相? 思? 鸟
家住四楼的华家天天是鸟语不绝于耳,啾啾唧唧的鸟鸣每天早早地就准点报时,唉,真是惹得四邻不安。楼上楼下的邻居们可是深受其害,也曾有人来敲他家的楼门,甚至严重警告他不许再养鸟扰民,可他道歉之后依然我行我素,弄得邻居们也拿他没办法,因为他是经常把花高价买来的鸟送给左邻右居或朋友,并不完全是自己养着取乐。真是拿人手短,吃人嘴短啊,天长日久,也就由他去了。
我和他一个单元住着,只是我搬来的晚些。
在我搬新居的第三天晚上,有人敲门,隐约地还听见有鸟鸣声。疑惑着打开门,看到的是一张温厚的却学术气十足的脸。那脸说:“我叫华,送你两只画眉鸟,贺你温居之喜。”
邻里间走动多了,也就相互熟悉起来。知道华在一个大学里教书,他的妻子长得很美,赛过西施。只是这位西施非常不得意他的爱鸟们,曾经为扔掉他的一只淘气的鹦鹉惊吵得全楼出动解决纷争。我当然也加入了劝导的行列,劝他劝西施忍一忍天高云淡,让一让海阔天空。

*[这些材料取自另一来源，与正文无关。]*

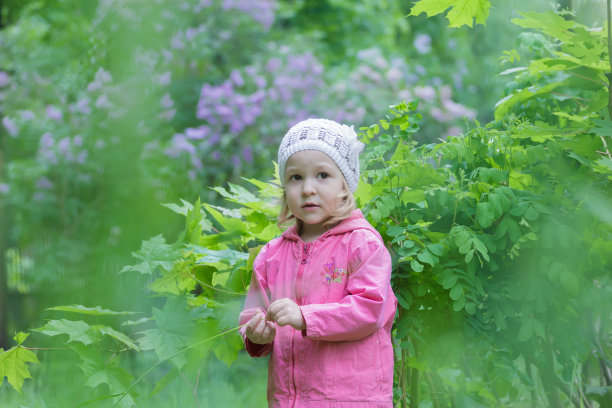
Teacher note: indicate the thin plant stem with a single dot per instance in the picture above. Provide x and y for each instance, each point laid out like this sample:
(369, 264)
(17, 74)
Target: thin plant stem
(131, 387)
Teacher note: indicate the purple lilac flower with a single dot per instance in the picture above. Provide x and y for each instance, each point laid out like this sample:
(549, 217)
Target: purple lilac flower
(274, 64)
(63, 147)
(201, 5)
(27, 115)
(422, 43)
(247, 153)
(10, 126)
(103, 102)
(44, 183)
(426, 93)
(261, 11)
(81, 106)
(393, 75)
(198, 133)
(101, 78)
(4, 78)
(82, 157)
(236, 78)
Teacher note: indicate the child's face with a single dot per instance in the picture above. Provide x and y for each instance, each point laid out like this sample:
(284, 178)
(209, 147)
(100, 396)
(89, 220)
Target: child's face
(313, 183)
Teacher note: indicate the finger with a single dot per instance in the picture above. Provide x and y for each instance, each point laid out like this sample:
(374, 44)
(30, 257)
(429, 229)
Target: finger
(260, 327)
(272, 311)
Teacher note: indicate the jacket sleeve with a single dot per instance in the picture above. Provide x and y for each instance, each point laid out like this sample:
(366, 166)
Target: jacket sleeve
(257, 299)
(370, 302)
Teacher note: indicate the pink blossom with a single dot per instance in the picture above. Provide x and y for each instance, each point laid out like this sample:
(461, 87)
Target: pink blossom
(47, 141)
(197, 133)
(103, 102)
(44, 183)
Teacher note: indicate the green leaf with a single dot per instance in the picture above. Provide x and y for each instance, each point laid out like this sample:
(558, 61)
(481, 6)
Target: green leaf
(570, 282)
(154, 253)
(76, 330)
(462, 12)
(173, 331)
(14, 365)
(449, 281)
(417, 267)
(226, 256)
(503, 107)
(456, 292)
(436, 249)
(485, 214)
(549, 23)
(117, 335)
(526, 330)
(97, 311)
(183, 210)
(459, 303)
(426, 257)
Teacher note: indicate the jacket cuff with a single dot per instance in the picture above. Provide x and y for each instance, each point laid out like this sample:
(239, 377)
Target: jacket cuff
(309, 319)
(257, 350)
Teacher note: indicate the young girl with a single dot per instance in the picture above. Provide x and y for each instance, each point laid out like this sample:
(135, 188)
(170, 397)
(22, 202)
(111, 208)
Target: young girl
(320, 300)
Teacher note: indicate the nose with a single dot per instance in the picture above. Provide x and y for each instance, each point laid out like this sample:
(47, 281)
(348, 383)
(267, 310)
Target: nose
(308, 188)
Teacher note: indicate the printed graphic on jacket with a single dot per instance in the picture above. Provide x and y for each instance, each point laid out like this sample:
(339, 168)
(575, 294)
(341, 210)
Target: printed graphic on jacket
(332, 274)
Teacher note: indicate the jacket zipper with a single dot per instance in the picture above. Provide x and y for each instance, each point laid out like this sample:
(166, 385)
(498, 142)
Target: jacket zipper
(298, 298)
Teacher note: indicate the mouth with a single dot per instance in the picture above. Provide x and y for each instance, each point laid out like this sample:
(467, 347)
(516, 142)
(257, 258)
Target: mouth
(310, 205)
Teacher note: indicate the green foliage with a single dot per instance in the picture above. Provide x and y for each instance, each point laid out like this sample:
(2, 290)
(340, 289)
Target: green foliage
(462, 12)
(500, 239)
(14, 363)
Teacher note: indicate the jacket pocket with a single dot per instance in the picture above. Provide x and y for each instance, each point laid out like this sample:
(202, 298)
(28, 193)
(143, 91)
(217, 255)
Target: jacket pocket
(357, 370)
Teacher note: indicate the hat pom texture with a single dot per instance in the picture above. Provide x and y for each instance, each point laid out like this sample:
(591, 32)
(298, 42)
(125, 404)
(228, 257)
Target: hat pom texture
(338, 141)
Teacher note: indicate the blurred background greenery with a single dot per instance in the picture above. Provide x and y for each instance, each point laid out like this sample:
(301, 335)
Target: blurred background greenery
(110, 108)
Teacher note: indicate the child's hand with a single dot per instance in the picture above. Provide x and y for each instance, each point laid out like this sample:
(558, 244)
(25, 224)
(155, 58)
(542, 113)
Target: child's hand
(286, 311)
(260, 331)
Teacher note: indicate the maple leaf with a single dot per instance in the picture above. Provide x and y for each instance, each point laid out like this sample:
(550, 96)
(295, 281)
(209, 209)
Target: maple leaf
(462, 12)
(14, 363)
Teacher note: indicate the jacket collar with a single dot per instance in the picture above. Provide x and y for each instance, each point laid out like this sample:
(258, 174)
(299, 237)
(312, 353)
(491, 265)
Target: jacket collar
(354, 222)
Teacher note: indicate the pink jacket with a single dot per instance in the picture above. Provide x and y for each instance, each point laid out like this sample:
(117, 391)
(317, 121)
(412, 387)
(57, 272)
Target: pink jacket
(341, 281)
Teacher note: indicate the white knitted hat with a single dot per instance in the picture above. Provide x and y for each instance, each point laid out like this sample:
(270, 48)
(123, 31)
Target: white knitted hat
(338, 141)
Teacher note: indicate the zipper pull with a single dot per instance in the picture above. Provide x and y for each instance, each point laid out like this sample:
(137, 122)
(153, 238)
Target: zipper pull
(305, 255)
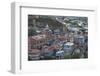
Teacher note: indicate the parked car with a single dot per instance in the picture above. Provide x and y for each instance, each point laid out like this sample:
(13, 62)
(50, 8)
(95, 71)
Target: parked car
(60, 54)
(34, 54)
(68, 47)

当时的华只是哼着,在嘴里。想想可能是气恼未消,也可能是男人的面子,只当无所谓。
单位评职称需要省级刊物上公开发表的论文,一愁莫展的我突然间想到了华。他的大学里不是有省级校刊吗?带着希望我敲开了他家的门。
门里站着的是华的妻,美艳如花的确赛西施。热情地招呼我进屋,端上水果,沏上茶水。我端起茶杯,闻着淡淡的茶香,打量着眼前的华的妻,我还是第一次这样近距离地端详她。的确是美而不俗,端庄清丽,特有的气质,心想他们真是郎才女貌的一对。

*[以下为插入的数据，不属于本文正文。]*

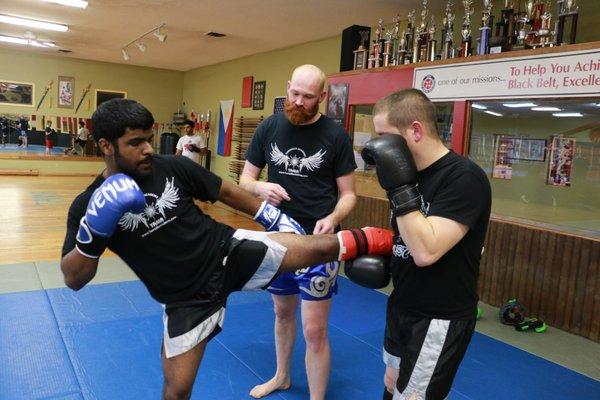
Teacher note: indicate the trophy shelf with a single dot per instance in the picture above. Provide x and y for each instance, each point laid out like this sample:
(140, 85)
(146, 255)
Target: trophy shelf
(459, 60)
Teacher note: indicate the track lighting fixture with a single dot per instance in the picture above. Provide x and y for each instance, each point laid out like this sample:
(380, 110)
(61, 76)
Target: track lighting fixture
(138, 42)
(160, 36)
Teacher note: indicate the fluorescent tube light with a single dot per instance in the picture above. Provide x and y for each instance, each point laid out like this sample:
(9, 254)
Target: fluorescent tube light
(70, 3)
(493, 113)
(519, 105)
(545, 109)
(560, 115)
(7, 19)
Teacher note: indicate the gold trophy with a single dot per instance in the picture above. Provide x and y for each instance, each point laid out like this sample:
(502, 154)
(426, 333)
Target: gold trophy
(421, 37)
(545, 33)
(409, 38)
(485, 30)
(431, 42)
(465, 46)
(447, 33)
(567, 9)
(362, 54)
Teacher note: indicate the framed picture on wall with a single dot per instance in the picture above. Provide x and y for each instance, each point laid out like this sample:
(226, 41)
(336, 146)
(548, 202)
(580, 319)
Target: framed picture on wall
(66, 91)
(532, 150)
(258, 99)
(337, 102)
(103, 95)
(560, 167)
(16, 93)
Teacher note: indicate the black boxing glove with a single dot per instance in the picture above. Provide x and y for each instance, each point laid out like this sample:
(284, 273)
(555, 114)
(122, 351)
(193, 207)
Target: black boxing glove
(396, 171)
(371, 271)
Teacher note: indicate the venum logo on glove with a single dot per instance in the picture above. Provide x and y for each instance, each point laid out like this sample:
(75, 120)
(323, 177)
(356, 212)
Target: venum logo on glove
(108, 192)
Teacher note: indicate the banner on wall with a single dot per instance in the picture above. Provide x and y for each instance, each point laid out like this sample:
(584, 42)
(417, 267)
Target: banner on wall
(225, 127)
(569, 74)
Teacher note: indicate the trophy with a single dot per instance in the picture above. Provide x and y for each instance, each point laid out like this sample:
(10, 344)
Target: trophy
(375, 59)
(394, 38)
(521, 20)
(362, 54)
(421, 37)
(431, 42)
(387, 48)
(409, 37)
(545, 33)
(447, 34)
(534, 10)
(485, 30)
(567, 9)
(505, 27)
(465, 46)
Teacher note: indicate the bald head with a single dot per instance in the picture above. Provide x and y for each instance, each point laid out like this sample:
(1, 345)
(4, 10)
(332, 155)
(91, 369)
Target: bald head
(309, 76)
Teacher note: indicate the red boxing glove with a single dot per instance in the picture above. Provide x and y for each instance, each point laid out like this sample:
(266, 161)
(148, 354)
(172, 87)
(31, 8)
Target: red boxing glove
(369, 240)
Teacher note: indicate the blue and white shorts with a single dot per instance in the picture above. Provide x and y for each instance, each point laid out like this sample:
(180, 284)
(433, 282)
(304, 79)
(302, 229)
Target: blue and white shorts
(312, 283)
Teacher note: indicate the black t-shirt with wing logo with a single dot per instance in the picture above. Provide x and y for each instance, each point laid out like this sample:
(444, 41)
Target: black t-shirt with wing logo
(172, 246)
(305, 160)
(454, 188)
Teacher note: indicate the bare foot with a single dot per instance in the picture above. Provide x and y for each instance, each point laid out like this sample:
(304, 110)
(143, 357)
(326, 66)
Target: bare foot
(269, 387)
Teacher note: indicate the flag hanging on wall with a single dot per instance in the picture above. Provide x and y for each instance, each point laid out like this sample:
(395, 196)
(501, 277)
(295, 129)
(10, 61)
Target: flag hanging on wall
(225, 127)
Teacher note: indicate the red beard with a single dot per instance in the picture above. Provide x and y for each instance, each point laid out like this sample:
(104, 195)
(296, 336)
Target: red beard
(299, 115)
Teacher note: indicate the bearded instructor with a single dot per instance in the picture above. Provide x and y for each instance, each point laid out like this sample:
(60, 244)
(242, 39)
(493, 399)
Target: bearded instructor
(311, 177)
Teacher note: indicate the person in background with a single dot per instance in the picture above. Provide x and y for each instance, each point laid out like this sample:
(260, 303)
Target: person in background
(82, 137)
(190, 145)
(23, 126)
(311, 177)
(48, 134)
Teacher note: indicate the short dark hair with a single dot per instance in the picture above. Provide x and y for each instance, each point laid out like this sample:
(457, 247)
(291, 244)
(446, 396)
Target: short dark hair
(113, 117)
(408, 105)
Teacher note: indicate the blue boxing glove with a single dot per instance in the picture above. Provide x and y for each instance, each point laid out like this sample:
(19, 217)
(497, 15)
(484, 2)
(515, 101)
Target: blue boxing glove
(273, 219)
(117, 195)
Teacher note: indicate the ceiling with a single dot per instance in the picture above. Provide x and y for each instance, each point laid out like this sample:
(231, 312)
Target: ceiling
(252, 26)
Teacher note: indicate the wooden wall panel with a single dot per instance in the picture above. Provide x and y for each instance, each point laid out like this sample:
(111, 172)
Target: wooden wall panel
(556, 276)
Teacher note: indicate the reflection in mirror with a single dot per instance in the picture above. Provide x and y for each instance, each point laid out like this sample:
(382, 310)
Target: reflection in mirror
(543, 160)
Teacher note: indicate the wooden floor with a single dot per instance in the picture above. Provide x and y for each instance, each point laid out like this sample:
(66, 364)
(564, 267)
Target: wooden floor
(33, 215)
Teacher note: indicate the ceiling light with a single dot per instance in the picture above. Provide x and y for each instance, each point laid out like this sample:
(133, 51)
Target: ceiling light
(33, 23)
(10, 39)
(70, 3)
(493, 113)
(545, 109)
(518, 105)
(25, 41)
(560, 115)
(160, 36)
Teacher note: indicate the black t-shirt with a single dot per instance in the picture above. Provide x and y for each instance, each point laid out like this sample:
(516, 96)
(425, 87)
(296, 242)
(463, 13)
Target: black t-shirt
(172, 246)
(455, 188)
(305, 160)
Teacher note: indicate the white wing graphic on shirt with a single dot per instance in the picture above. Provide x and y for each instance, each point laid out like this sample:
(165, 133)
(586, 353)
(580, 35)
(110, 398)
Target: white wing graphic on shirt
(313, 161)
(168, 198)
(166, 201)
(278, 157)
(131, 221)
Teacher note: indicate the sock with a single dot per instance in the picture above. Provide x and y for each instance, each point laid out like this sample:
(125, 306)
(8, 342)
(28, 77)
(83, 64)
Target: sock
(386, 394)
(369, 240)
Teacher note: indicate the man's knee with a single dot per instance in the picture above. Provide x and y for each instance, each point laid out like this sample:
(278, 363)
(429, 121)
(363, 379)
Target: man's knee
(176, 391)
(285, 311)
(390, 378)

说明来意,她把华叫出来。她呢,就自动退回了另外一个屋,也许是他们家的规距?
和华简单地说明了经过,他爽快地回复:“好,没问题,你明天到单位找我。”
第二天,阳光温柔得像一个少女的情怀,让人惬意非常。我早早来到了华的单位,来到他的办公室。飘着浓郁书香的办公室里就他一人,他正在办公桌前埋头写着什么,身后是一个古色古香的书柜,上面摆放着各种各样的薄厚不均的书籍。把我的那两篇待发的论文交给他,我就坐在他的对面,第一次和他认真地交谈了起来。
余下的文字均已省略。